The film begins when Detroit waitress and part-time stripper Zola (Taylour Paige) meets Stefani (Riley Keough), a fellow stripper, while serving her table. The two quickly hit it off, and Stefani invites Zola on a trip to Tampa, Florida the very next day, offering her the chance to perform at a high-rolling club there. They go along with Stefani’s boyfriend, Derrek (Nicholas Braun), and her roommate, referred to as X (Colman Domingo), but from the moment they drop Derrek off in a dingy motel, Zola feels that something is off. It soon becomes clear that X is a lot more than Stefani’s roommate and that he brought them with the intention of doing a lot more than dance, and Zola finds herself tangled up in a very messy situation that is, in the words of her real-life counterpart, “full of suspense.”
To watch Zola is to experience carefully calculated whiplash, and not only because the film is plotted in a way that plays with expectations.
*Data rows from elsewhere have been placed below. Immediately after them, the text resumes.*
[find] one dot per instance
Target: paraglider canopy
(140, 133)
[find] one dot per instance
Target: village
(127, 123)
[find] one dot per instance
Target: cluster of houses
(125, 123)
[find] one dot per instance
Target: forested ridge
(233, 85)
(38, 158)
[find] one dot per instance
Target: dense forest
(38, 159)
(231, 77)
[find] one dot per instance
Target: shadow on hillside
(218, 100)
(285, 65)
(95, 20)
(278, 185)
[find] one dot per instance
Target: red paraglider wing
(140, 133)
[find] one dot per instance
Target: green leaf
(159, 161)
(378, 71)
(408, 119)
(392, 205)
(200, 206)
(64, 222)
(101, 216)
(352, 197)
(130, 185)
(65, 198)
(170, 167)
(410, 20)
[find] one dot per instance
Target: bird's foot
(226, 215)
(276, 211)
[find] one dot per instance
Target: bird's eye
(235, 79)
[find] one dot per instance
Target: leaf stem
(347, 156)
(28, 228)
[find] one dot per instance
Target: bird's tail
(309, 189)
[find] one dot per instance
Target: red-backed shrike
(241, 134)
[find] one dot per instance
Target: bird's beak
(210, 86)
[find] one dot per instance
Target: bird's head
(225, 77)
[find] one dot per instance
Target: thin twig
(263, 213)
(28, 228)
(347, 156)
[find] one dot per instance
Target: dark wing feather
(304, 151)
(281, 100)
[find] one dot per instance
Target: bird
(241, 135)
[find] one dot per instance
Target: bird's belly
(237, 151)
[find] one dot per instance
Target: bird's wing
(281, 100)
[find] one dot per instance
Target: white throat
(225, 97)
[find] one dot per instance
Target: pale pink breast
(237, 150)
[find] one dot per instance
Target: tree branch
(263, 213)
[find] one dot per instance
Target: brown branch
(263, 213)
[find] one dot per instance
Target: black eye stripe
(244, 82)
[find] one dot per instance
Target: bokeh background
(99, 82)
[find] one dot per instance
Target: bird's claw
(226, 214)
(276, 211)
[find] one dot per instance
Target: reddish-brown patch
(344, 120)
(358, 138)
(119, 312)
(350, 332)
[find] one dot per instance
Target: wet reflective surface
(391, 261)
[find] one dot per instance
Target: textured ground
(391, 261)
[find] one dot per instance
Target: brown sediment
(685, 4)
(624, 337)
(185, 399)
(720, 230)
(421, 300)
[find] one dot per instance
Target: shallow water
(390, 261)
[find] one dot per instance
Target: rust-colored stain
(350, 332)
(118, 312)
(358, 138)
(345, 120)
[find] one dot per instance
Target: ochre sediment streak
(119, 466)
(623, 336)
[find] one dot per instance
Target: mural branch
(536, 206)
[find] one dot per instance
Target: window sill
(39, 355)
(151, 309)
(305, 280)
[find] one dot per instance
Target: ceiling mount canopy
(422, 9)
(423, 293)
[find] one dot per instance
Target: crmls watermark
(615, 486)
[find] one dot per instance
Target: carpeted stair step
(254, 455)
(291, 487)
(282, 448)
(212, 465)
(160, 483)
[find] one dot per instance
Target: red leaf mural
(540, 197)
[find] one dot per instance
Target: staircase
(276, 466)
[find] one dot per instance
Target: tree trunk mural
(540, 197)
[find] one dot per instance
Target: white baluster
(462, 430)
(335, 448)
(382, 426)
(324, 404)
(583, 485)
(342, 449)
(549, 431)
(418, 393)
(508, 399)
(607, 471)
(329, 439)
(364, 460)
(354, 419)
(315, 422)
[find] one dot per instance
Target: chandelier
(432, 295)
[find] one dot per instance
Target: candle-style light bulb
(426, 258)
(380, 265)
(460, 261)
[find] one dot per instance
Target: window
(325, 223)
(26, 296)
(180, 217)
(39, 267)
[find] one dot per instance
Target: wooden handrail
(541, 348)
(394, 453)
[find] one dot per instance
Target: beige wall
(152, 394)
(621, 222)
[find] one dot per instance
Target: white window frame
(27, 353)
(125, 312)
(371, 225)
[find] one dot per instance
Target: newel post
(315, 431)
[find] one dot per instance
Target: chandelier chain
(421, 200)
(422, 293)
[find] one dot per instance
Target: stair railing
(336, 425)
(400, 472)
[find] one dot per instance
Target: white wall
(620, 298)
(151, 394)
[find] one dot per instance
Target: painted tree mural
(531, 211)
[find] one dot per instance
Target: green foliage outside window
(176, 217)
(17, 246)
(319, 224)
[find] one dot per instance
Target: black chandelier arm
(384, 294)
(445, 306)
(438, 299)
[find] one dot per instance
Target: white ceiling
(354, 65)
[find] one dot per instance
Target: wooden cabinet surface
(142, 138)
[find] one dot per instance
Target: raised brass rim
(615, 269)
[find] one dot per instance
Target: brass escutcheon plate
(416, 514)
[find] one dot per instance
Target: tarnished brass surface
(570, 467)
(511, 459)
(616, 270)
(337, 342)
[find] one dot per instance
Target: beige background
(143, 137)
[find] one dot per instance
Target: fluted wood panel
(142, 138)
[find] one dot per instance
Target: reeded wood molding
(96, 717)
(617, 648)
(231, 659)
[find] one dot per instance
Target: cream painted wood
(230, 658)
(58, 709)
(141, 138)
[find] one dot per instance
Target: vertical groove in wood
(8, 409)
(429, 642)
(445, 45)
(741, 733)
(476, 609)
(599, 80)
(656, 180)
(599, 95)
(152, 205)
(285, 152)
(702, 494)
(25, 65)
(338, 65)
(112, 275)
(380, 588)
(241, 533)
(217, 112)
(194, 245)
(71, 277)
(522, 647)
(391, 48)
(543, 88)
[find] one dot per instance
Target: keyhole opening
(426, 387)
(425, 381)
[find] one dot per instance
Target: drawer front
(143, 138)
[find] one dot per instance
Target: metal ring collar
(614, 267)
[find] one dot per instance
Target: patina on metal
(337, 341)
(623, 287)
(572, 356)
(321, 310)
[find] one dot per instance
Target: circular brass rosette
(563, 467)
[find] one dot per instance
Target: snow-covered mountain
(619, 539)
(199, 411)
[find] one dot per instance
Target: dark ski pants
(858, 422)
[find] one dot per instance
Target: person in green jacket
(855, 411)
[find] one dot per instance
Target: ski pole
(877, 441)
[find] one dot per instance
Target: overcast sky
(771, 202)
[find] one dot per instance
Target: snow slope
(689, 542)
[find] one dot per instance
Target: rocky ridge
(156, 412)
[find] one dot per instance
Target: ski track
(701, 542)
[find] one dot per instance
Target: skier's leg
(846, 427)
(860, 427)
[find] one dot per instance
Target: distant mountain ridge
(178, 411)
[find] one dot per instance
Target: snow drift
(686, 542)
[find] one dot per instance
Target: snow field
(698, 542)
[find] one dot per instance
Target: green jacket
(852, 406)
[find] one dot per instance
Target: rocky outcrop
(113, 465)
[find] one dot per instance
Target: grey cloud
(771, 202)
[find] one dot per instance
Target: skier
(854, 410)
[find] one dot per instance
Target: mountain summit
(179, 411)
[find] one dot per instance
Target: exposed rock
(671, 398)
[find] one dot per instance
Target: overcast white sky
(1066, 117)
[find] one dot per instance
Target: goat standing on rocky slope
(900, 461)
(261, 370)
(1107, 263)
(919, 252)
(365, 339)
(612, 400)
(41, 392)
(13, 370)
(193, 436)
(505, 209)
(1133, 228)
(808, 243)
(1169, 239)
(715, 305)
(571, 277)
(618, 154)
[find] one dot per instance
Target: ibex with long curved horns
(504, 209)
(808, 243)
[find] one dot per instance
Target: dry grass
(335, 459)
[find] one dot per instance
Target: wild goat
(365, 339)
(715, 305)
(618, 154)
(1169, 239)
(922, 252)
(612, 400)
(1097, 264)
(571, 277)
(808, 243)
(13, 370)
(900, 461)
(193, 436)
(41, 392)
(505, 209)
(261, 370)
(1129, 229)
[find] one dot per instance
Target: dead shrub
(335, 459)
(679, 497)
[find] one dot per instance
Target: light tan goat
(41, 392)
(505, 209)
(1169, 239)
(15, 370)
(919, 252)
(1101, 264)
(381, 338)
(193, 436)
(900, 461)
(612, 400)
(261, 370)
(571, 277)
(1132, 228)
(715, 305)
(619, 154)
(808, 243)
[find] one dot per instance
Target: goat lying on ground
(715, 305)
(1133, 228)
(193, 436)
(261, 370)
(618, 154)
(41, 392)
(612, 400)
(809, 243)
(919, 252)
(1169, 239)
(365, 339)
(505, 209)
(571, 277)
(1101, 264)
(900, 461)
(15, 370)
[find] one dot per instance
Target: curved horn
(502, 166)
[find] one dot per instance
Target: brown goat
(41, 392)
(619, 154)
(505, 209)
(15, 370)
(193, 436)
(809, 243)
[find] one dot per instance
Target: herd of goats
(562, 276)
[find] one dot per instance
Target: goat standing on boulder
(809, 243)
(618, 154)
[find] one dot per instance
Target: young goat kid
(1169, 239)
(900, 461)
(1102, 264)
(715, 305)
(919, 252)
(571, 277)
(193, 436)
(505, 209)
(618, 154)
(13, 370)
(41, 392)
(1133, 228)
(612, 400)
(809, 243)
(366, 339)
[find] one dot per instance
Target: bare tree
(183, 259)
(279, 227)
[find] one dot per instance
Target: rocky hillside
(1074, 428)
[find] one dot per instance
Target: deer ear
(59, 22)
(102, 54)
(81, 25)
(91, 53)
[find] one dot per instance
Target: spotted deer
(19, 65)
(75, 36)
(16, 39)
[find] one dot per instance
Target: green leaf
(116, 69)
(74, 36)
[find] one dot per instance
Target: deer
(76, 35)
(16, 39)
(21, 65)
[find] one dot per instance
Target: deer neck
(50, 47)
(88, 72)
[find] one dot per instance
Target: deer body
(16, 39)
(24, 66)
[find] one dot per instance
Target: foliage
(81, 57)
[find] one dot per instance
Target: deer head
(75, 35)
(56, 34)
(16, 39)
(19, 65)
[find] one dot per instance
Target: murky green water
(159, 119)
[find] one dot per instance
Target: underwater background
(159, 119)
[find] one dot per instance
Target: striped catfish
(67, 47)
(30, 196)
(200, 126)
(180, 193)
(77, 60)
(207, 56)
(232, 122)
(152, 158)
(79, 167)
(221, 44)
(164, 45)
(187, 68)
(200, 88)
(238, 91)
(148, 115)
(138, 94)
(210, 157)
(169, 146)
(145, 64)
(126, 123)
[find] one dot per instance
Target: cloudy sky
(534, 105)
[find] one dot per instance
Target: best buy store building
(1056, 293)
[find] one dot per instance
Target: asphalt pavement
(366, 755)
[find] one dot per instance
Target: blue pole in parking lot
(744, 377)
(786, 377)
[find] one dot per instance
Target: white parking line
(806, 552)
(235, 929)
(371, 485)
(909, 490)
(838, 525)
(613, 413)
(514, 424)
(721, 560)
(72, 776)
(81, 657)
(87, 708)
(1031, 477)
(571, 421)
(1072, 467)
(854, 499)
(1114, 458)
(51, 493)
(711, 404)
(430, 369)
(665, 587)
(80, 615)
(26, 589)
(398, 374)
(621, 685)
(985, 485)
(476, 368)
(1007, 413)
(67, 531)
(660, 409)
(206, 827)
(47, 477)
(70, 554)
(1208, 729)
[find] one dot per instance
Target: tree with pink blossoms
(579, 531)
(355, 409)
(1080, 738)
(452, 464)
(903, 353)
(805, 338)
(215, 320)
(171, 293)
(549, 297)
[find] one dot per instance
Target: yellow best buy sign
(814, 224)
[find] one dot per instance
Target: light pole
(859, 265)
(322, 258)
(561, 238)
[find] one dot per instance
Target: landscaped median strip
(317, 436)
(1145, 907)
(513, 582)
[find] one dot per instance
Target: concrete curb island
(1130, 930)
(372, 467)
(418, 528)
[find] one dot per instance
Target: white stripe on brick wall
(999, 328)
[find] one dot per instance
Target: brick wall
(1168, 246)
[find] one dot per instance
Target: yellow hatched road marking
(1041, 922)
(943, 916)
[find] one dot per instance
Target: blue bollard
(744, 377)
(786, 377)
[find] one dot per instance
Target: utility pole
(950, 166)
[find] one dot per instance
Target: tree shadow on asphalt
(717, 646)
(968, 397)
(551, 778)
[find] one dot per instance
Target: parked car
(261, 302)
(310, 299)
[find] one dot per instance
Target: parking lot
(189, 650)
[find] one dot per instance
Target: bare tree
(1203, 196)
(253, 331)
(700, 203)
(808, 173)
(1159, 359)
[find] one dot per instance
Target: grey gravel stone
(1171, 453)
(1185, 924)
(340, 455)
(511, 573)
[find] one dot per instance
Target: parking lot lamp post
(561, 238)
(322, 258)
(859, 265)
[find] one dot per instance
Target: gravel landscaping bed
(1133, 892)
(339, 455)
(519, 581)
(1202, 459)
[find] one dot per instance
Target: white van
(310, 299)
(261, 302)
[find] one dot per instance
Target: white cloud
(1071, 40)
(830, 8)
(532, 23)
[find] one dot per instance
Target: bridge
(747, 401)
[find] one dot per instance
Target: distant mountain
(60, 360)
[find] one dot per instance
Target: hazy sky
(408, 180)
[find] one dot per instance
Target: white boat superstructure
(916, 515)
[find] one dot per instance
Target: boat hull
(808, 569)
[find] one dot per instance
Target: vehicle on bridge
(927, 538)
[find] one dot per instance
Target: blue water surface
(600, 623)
Dark comedies always pull our emotions in conflicting directions, but where most try to walk that delicate line between the humorous and the serious, Bravo uses it to play a game of hopscotch. Zola canleap from a crying, fearful Stefani begging Zola not to leave her alone, played straight and with the implication of genuine danger, to an abandoned Derrick leaving a voicemail that is as pitiful as it is guiltlessly funny, and this tonal fluidity ultimately makes the viewing experience more exciting. We’re constantly being asked to keep up with not only what is happening, but also how we’re supposed to feel about it – which is sometimes a bit challenging to decipher.
Even if it doesn’t give us easy answers, that line of questioning is well-suited to a film that is so much about storytelling. Zola is clearly the narrator of this story, but while Bravo occasionally uses voiceover to mimic how the original tweets were entirely in her voice, the protagonist is more often than not depicted as silent, taking in everything with a look of nonjudgmental displeasure. Instead, we see her perspective in the film’s aesthetics – in the way her pole dancing is filmed to look like performance art, or in the random interjection of Twitter sound effects, as if she is already visualizing how to tell this story in 140-character bites. We especially see her perspective when we are momentarily ripped away from it, into one that proves far less compelling – perhaps Bravo’s greatest tribute to her source material. We’re always aware of how different Zola would look if told by another narrator, and always grateful that she is there to do the telling.